Week 9

I read The Salt Path by Winn. She engages with walking in a way that’s way more intense than some of the other walking books we see. Instead of walking just to think introspectively, or to clear her head, her and her husband, Moth, are walking because they have no other choice. They lost their home, their money, and so the 630 mile trail they start becomes their 'home'. They do that to redefine their life away from the traditional homelessness they were about to experience. Winn makes us engage with the trail as a place of survival, talking about the pain and salt on their skin, the hunger, and the struggle of pitching their cheap tent. She engages walking by using it as an essential means, not a means to grow internally, but to get through an extremely difficult time in their life.

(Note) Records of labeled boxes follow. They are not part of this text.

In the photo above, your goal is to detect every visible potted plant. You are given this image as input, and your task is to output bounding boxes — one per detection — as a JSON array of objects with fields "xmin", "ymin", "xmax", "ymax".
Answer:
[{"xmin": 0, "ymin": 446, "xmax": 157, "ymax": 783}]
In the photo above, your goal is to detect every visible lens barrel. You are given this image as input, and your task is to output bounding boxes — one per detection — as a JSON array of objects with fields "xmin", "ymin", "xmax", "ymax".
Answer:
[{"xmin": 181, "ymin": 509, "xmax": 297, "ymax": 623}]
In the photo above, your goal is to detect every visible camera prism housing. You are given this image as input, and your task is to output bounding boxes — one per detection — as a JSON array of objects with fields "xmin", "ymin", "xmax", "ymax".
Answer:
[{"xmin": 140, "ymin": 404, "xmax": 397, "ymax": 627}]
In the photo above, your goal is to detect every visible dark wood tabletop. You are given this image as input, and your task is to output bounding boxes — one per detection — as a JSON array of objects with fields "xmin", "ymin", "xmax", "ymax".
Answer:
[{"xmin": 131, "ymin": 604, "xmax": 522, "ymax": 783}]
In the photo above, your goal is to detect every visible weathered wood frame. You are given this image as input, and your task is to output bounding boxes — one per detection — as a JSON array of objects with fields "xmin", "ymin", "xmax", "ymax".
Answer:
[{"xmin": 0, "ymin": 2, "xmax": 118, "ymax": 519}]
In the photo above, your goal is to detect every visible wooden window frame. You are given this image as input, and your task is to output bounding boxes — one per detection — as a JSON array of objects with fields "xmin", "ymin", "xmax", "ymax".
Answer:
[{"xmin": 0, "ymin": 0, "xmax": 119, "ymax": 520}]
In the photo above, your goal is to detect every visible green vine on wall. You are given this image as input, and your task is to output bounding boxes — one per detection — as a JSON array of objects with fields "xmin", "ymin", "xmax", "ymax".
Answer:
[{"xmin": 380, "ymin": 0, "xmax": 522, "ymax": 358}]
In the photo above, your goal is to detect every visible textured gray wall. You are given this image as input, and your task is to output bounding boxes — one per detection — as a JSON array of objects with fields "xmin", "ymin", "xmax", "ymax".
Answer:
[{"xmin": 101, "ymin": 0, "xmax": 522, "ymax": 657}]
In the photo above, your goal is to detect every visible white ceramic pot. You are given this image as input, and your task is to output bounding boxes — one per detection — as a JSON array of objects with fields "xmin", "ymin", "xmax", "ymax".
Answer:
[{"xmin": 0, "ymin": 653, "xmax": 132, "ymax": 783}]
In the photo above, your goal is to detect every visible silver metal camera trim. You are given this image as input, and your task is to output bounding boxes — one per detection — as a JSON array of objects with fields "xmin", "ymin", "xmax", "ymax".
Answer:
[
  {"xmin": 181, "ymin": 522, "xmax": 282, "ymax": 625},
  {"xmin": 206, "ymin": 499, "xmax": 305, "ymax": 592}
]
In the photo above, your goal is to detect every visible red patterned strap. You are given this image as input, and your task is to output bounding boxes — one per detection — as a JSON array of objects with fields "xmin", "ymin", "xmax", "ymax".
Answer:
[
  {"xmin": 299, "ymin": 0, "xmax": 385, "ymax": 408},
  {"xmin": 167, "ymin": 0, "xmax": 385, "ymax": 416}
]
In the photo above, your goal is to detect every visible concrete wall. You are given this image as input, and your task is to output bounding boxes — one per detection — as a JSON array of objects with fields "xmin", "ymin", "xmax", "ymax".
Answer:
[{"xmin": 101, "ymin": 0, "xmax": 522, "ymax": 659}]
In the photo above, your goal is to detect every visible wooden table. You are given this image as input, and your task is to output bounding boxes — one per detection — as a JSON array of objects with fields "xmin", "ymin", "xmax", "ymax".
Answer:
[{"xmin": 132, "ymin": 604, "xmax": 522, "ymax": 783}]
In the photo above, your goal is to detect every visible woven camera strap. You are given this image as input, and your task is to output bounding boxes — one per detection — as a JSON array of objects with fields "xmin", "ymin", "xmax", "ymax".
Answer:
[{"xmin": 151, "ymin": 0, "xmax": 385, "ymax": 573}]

She also dramatizes the walk in how she tells the story in such a descriptive way. She didn't expect the walk would give them the experience it did, and her accounts of their life with Moth being sick during the walk also really dramatized it.  "But we were faced with the possibility that our life together was to be limited to a short time of moderately good health, followed by a decline into paralysis and death. I couldn't leave him and go to work. I needed to spend every minute of this precious semi-health with him. I had to save every memory to carry with me into a lonely future.” The focus of death accompanying them during their walk brings a more complex layer

of depth into the writing.


Walking is the only thing keeping them both from falling apart physically and mentally.